Only now, as I’m preparing to land, does my mind go from foggy mess to inspired words, rolling out of me like a torrent. I am quickly recognizing pen and paper will not be able to keep up with inspiration, as I jot down as quickly as my thumbs can nimbly flow, simultaneously interpreting racing thoughts into coherent text on a mobile screen. Thank Goddess for the Notes section!

 I cannot hold back, and watching expectant eyes hold me accountable to reveal the hidden, to discover the new, to express the play by play, and hash out all the details of what has become commonplace for me - travel, and for which because of my constitution, temperament and life experiences, I am more than well-equipped to do, and yet also thoroughly exhausted from the doing of it


Welcome to Copenhagen! It is ritual of mine when in Copenhagen to grab a Medister (the fattest, juiciest and more unhealthy of all the options) in a hot dog bun, covered with crispy onion chips, sweet sliced pickles, spicy mustard sauce, and a slightly sweet, fruity ketchup. Now I never eat sausages - ever! But when in Europe pork, dairy and bread become my temporary middle name. Steff’s Place in my go to spot, however I’ve come across a few organic options popping up here and there. Total price is 36 DKK for just the dog, a little over 60 DKK to add soda or sparkling water, or a good 85 DKK to tack on a Carlsberg beer instead. Although I’m still slightly full from my in flight meal (always get a meal with your ticket), the ritual of scarfing down a juicy, fleshy, messy dog tells my mind and my body that my journey has just begun. 

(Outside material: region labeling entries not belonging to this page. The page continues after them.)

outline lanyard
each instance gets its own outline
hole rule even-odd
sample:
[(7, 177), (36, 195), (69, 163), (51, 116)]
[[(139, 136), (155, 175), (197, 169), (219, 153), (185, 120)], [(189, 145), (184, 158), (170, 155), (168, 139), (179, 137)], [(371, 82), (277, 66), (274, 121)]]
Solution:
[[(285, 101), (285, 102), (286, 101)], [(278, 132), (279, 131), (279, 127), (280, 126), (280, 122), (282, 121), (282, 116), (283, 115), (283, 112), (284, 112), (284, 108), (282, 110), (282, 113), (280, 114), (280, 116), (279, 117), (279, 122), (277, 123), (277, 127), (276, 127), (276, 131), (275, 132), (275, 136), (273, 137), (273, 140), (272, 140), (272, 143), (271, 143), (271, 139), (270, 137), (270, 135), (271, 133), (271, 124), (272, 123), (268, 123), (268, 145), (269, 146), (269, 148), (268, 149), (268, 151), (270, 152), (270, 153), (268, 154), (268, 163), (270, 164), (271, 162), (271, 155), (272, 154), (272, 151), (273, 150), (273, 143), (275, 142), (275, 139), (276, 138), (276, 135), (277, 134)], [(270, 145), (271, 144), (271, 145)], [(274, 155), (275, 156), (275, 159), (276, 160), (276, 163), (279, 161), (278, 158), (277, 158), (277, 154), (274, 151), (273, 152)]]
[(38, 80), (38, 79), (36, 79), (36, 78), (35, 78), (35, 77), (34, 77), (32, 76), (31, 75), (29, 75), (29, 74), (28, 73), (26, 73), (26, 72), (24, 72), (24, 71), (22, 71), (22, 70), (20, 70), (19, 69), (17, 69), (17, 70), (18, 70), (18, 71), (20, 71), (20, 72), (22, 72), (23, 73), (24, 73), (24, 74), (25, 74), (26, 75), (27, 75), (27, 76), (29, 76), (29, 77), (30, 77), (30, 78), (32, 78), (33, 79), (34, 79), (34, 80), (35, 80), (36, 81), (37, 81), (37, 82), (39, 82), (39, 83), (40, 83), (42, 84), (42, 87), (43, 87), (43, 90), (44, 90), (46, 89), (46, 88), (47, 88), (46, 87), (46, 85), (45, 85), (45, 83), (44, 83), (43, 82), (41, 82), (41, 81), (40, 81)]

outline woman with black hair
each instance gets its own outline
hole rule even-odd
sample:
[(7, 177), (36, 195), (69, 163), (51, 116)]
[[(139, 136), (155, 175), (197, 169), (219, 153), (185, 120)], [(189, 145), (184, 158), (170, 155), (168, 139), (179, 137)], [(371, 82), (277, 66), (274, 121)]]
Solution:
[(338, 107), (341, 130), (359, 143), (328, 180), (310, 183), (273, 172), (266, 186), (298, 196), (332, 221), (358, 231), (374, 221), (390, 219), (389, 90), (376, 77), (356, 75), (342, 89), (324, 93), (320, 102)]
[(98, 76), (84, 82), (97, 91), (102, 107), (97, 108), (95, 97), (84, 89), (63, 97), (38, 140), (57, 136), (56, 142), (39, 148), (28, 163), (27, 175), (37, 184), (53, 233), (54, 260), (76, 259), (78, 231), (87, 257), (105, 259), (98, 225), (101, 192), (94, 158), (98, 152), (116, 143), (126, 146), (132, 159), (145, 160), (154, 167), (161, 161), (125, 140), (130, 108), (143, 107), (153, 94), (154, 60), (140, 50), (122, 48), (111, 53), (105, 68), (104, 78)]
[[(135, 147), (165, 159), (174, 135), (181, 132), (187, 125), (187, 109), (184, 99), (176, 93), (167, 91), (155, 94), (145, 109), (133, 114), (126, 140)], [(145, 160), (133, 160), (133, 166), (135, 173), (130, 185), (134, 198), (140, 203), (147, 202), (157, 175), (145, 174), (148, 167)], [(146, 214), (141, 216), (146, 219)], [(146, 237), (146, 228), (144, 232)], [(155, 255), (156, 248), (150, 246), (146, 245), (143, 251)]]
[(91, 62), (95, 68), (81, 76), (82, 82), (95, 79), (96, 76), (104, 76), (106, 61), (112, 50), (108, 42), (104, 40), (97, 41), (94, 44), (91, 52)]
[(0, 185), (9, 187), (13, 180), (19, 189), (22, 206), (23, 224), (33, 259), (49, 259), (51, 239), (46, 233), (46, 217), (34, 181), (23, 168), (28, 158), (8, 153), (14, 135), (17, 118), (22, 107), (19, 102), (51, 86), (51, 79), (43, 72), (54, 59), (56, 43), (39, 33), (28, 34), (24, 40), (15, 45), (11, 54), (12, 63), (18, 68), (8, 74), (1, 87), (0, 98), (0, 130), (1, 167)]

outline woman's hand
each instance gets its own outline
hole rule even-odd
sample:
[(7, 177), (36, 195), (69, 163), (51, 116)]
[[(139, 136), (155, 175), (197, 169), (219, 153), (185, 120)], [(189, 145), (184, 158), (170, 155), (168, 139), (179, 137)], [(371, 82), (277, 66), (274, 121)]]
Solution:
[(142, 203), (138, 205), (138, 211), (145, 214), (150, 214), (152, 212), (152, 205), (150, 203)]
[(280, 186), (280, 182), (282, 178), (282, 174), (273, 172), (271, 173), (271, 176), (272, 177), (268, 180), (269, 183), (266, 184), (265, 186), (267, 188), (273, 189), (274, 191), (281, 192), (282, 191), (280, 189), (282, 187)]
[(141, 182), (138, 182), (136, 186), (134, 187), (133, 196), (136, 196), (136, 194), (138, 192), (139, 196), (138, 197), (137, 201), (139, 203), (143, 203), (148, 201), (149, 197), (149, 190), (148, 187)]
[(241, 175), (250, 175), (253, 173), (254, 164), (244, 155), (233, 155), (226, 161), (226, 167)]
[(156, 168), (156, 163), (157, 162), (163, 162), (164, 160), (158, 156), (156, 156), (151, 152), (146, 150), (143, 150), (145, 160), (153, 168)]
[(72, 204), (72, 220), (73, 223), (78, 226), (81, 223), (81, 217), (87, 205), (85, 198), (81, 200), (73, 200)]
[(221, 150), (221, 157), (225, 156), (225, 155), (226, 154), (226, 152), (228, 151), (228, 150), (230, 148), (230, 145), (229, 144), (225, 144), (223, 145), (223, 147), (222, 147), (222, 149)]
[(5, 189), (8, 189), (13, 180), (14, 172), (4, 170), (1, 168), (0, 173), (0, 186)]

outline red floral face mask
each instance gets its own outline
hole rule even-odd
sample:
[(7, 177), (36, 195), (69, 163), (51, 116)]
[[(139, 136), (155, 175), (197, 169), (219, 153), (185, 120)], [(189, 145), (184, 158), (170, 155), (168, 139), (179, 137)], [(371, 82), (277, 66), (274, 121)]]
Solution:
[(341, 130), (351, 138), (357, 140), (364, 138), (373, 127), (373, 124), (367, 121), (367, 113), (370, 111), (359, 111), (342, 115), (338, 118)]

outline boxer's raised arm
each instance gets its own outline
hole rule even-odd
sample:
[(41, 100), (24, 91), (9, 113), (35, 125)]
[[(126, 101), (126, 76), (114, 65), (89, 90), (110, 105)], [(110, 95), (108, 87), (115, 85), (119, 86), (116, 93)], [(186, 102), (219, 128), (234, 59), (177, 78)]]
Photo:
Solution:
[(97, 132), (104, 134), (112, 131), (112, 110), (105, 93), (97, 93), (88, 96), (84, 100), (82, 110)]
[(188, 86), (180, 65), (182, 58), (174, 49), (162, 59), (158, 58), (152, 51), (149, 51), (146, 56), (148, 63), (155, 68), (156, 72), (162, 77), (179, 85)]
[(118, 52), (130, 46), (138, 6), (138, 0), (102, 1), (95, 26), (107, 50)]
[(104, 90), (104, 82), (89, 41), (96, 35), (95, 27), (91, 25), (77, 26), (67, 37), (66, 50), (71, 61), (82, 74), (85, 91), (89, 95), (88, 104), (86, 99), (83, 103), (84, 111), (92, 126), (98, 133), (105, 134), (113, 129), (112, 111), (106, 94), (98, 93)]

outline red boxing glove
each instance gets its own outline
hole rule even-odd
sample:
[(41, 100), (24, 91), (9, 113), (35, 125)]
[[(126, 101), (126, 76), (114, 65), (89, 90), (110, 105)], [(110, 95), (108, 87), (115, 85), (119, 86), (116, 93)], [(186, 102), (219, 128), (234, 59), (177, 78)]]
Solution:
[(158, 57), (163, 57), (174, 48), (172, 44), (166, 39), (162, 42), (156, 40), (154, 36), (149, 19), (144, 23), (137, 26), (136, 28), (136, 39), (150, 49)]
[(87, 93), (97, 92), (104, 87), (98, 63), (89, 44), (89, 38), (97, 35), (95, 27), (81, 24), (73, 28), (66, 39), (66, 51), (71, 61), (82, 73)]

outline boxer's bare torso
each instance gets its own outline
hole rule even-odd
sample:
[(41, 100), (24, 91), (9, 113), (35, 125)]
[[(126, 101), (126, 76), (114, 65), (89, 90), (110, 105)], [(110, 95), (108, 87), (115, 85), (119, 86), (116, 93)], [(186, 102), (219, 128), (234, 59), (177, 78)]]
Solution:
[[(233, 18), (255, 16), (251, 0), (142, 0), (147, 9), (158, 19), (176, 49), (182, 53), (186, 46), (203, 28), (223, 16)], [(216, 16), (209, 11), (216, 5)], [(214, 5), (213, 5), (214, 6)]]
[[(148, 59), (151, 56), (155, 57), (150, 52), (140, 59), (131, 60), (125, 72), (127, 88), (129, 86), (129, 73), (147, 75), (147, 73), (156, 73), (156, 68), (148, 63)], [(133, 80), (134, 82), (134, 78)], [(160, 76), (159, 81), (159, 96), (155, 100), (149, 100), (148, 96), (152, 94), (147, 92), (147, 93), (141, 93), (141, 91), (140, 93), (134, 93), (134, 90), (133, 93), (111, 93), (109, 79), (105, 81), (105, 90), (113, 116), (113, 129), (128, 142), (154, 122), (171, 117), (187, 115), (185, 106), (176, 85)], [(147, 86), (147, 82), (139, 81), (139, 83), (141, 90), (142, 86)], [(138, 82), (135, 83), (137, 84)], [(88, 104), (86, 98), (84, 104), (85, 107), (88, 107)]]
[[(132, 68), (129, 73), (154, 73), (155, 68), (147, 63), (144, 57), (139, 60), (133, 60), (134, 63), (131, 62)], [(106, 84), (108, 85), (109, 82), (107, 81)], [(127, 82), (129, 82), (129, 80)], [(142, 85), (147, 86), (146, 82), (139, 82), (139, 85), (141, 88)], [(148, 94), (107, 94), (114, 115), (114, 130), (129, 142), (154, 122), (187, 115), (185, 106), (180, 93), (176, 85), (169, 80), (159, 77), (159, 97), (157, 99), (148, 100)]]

I’m lost. I’m tired and lost. I want to relax, put my head on a pillow and sleep for a million years. But first I have to figure out where I’m staying. I thought it best to get a simple AirBnB nearby the airport. It cost about $100 for three nights, and ensured I had a dedicated space to myself for the next three days. A bed - check. A shower - check. Free breakfast - bonus. When selecting an AirBnB, pay attention to the distance from your airport or your final destination. How easy is it to get to from/to there? Filter out your search selecting Superhost, WiFi and when scrolling through options, look for breakfast included. When you’re on the move, every bit of food provided is less to have to spend eating out. 


Getting lost in a foreign country is a great opportunity to practice your intuition. You know that Google Maps #travelhack, well it only works if you expand out all the directions. Capture the details of the bus, and the number of stops along the way, but don’t do as I did and forget to expand the walking directions after you get off. 

I ask the bus driver for directions, and he awkwardly does his best to direct me. I’m beginning to understand that the location of my house for the next three days, is not as straight of a shot as I thought it would be. In these instances, it’s best not to I step off the bus and begin to walk. 

About the second turn into the bus driver’s directions, I have a funny feeling I’m lost. I look around with wide eyes, useless disconnected phone in hand, and rolly bag making a fuss on the pebbled road behind me. Yellow and green rural fields seem to extend past the horizon. I try waving down a few cars, and rightfully so - they don’t stop. Haha, I even begin to walk up to one that has to stop at the intersection. I attempt to flag down a guy coming out of a building, and he pretends not to see me. Breathe. Not every will help you, but someone will. 

I begin to walk down a path through the flat fields. I see a mother and daughter on top of their horses, and knowing about how spooked out horses can get, I approach tentatively with caution and ask for help. Turns out, I’m literally walking in the opposite direction. I smile and thank them as they gallop away, and I back track until I’m back on the main road and easily find my way - passing a Netto and noting that I’ll be getting my herring and strawberries there tomorrow. 

Why herring and strawberries? Besides sausages, Denmark is known for their strawberries (although I’m not completely sure if they’re in season) and herring is often marinated in different sauces and placed atop rye bread for a light, yet filling snack. It’s a great way to stay nourished, full and take in a bit of the local customs. 

Getting lost, and asking for help in a foreign country where you (still) don’t speak the language is a trust walk. You are not trusting in other people - or even yourself. You’re trusting that somehow, someway you will end up at your destination. The thing is not to get caught up in the details, your emotions or your head. 

Not everyone stops to give you directions, to help - not everyone smiles. It’s not personal. Other people do not exist for you. Trust yourself and your worthiness. Trust that you are supposed to be here. Trust that you are supported in your walk through the unknown. 

It’s not about the destination, it’s how we get there.